Image fusion of Secondary Ion Mass Spectrometry and Energy-dispersive X-Ray Spectroscopy data for the characterization of uranium-molybdenum fuel foils

Uranium-molybdenum (U-Mo) monolithic fuels represent one option for converting civilian research and test reactors operating with high enriched uranium (HEU) to low enriched uranium (LEU), effectively reducing the threat of nuclear proliferation world-wide.

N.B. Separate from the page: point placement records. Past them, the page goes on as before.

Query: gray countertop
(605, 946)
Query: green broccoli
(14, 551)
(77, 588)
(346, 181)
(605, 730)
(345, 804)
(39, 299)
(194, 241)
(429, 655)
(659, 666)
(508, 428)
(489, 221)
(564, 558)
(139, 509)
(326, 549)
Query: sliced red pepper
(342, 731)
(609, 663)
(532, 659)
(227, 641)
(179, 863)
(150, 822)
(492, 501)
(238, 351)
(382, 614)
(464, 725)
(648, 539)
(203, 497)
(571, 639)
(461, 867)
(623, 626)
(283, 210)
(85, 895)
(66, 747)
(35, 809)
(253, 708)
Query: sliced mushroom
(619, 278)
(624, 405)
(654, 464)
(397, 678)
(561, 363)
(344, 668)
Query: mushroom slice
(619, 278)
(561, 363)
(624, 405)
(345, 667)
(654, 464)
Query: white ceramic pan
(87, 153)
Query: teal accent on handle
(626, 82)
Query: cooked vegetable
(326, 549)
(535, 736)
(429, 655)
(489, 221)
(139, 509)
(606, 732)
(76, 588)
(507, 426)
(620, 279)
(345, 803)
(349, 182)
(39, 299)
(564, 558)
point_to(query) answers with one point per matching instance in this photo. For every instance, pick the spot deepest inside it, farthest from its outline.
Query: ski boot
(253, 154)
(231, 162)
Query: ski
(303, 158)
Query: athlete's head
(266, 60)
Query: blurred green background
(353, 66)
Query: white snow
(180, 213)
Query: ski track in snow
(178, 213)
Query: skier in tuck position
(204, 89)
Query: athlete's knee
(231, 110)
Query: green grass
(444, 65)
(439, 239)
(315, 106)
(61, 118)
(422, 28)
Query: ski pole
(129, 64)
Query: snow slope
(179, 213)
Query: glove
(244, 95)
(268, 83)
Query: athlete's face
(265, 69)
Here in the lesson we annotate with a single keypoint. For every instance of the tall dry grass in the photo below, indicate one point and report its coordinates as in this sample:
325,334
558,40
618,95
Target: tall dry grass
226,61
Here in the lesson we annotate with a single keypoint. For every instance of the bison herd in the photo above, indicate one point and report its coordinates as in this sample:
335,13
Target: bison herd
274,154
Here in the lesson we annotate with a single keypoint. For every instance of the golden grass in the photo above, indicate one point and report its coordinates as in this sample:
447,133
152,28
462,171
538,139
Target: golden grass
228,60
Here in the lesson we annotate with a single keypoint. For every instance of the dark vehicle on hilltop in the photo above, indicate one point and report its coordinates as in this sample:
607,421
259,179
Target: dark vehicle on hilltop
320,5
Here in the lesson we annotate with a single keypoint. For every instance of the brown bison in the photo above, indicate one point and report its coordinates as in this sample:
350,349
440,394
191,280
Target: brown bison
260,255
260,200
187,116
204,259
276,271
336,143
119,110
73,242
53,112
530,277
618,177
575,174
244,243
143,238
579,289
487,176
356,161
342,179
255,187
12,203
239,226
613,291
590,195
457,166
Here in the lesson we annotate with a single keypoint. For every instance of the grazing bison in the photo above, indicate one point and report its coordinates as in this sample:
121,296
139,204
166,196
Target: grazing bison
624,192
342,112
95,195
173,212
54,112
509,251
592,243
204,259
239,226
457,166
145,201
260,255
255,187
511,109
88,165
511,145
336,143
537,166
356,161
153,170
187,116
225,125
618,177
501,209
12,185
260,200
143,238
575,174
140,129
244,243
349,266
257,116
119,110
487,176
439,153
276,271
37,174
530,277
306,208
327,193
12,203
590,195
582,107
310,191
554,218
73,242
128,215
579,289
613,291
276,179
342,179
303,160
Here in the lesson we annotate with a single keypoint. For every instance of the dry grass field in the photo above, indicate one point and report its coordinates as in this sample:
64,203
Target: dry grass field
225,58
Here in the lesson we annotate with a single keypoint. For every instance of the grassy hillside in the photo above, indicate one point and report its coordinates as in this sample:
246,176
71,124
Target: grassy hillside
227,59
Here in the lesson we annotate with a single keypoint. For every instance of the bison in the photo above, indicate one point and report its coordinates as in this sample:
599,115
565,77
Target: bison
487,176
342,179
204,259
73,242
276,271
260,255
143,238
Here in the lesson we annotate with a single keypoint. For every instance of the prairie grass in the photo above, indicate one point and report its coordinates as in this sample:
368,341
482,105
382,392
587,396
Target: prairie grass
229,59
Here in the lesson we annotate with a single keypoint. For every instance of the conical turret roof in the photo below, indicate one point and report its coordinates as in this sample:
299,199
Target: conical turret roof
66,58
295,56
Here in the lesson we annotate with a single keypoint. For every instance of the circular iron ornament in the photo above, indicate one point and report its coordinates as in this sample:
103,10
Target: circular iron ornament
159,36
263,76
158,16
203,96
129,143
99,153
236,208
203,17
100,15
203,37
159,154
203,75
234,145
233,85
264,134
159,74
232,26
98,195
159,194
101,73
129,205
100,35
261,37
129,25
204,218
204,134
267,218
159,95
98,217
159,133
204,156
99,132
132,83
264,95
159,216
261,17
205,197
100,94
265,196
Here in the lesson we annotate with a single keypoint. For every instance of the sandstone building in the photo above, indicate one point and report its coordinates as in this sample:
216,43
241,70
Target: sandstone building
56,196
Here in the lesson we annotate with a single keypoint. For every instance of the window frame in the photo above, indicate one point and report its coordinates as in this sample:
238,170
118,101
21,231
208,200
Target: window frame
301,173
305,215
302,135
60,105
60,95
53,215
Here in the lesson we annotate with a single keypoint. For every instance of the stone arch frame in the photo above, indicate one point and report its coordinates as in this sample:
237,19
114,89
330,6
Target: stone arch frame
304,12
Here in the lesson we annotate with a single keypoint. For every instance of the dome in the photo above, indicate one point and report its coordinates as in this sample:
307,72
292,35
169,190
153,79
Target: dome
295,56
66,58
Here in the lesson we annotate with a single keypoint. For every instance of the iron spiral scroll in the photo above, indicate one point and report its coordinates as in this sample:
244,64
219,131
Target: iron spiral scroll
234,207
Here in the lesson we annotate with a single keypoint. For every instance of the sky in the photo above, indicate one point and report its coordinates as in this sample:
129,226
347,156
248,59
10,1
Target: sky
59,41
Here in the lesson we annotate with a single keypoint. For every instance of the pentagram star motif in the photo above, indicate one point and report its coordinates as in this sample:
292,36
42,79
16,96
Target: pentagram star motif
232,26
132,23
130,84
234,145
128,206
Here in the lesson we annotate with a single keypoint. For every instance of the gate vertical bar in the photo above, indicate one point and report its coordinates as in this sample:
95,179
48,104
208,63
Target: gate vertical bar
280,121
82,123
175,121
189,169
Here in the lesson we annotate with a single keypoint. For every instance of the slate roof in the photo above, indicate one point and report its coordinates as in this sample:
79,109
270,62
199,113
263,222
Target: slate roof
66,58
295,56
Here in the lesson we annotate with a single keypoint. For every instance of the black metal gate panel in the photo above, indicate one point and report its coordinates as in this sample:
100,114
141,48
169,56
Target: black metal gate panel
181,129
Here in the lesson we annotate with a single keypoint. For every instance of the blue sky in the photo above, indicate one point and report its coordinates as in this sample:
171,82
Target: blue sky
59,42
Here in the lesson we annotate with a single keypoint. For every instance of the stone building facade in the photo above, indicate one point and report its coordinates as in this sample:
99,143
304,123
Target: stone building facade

However, processes associated with fabrication of U-Mo monolithic fuels result in regions of elemental heterogeneity, observed as bands traversing the cross-section of representative samples. Isotopic variations (e.g., 235U and 238U) could also be introduced because of associated processing steps, particularly since HEU feedstock is melted with natural or depleted uranium diluent to produce LEU. This study demonstrates the utility of correlative analysis of Energy-Dispersive X-ray Spectroscopy (EDS) and Secondary Ion Mass Spectrometry (SIMS) with their image data streams using image fusion, resulting in a comprehensive microanalytical characterization toolbox. Elemental and isotopic measurements were made on a sample from the Advanced Test Reactor (ATR) Full-sized plate In-center flux trap Position (AFIP)-7 experiment and compared to previous optical and electron microscopy results. The image fusion results are characteristic of SIMS isotopic maps, but with the spatial resolution of EDS images and, therefore, can be used to increase the effective spatial resolution of the SIMS imaging results to better understand homogeneity or heterogeneity that persists because of processing selections. Visual inspection using the image fusion methodology indicated slight variations in the 235U/238U ratio and quantitative analysis using the image intensities across several FoVs revealed an average 235U atom percent value of 17.9 ± 2.4%, which was indicative of a non-uniform U isotopic distribution in the area sampled. Further development of this capability is useful for understanding the connections between the properties of LEU fuel alternatives and the ability to predict performance under irradiation.